Problem/Motivation

Prior to Drupal 7.7 we had an inconsistent behavior when initializing the field 'translatable' property all around core, see #1164852: Inconsistencies in field language handling for details. The solution outlined there has been committed without the related update, since it was not possible to provide test coverage for it. We still need an update ensuring that also D7 sites created before D7.7 get a consistent behavior.

Proposed resolution

Quoting from the parent issue summary:

The tricky part is how to deal with existing sites: since translatability can be changed in any moment, originally we agreed that only sites that never dealt with field languages should get a fix, this means sites with no translation handler enabled and no field value in the database with a language assigned. This could be checked in a field-storage-safe fashion through EntityFieldQuery. However since update functions cannot rely on entity information (#1199946: Disabled modules are broken beyond repair so the "disable" functionality needs to be removed) and they cannot cause hooks to be invoked, there is no way to implement a perfectly working update function.

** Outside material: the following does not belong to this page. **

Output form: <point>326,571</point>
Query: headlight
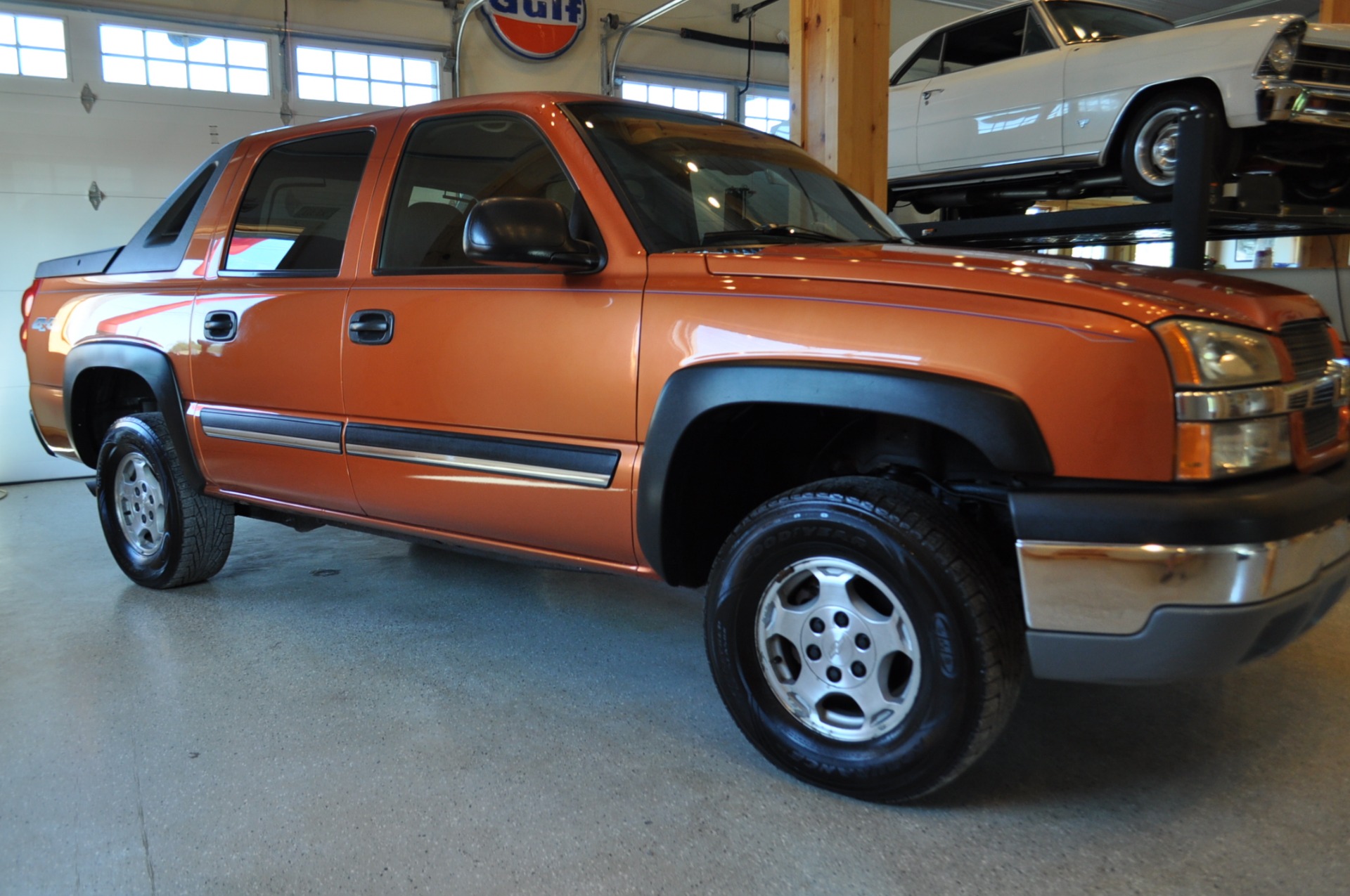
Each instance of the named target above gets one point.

We decided to fall back to an update function only checking if fields have any language associated, in which case no change to field's translatability should be performed.

Remaining tasks

The update code is ready but we need test coverage for it, which is not possible to provide at the moment, since we have no support for testing minor updates. #1182296: Add tests for 7.0->7.x upgrade path (random test failures) is postponed to #1182290: Add boilerplate upgrade path tests.

CommentFileSizeAuthor
#1 tf-1266430-1.patch2.29 KBplach
Support from Acquia helps fund testing for Drupal Acquia logo

Comments

plach’s picture

FileSize
2.29 KB

Rerolled the patch posted by @sun in #1164852-70: Inconsistencies in field language handling.

plach’s picture

Issue tags: +Needs tests

tagging

plach’s picture

Issue summary: View changes

Minor cleanup

sun’s picture

tdurocher’s picture

Have searched mightily and this is the closest I have found to my issue. I would say that my issue is probably buried somewhere in the parent of this issue except that is supposed to be fixed in 7.8, which I am now running. After all this I see that 7.9 is out, but don't see my issue in the list of those fixed anyway.

What I am seeing is that enabling the locale module and adding a language (Spanish) changes all existing node.language database fields (all nodes) to 'en'. This may be okay in itself, though it is unexpected as the UI says that adding a language does not affect existing content. But the real problem is that the field_data_body.language is NOT set to 'en' but rather left at 'und'. This causes the body field to be blank when trying to edit the node. If I save the node like this, the associated field_data_body is actually deleted. If I set all node.language back to 'und', the problem goes away. Turning off locale then also removes the problem, even though it does not set the node.language back to 'und'. I guess node.language isn't checked anymore.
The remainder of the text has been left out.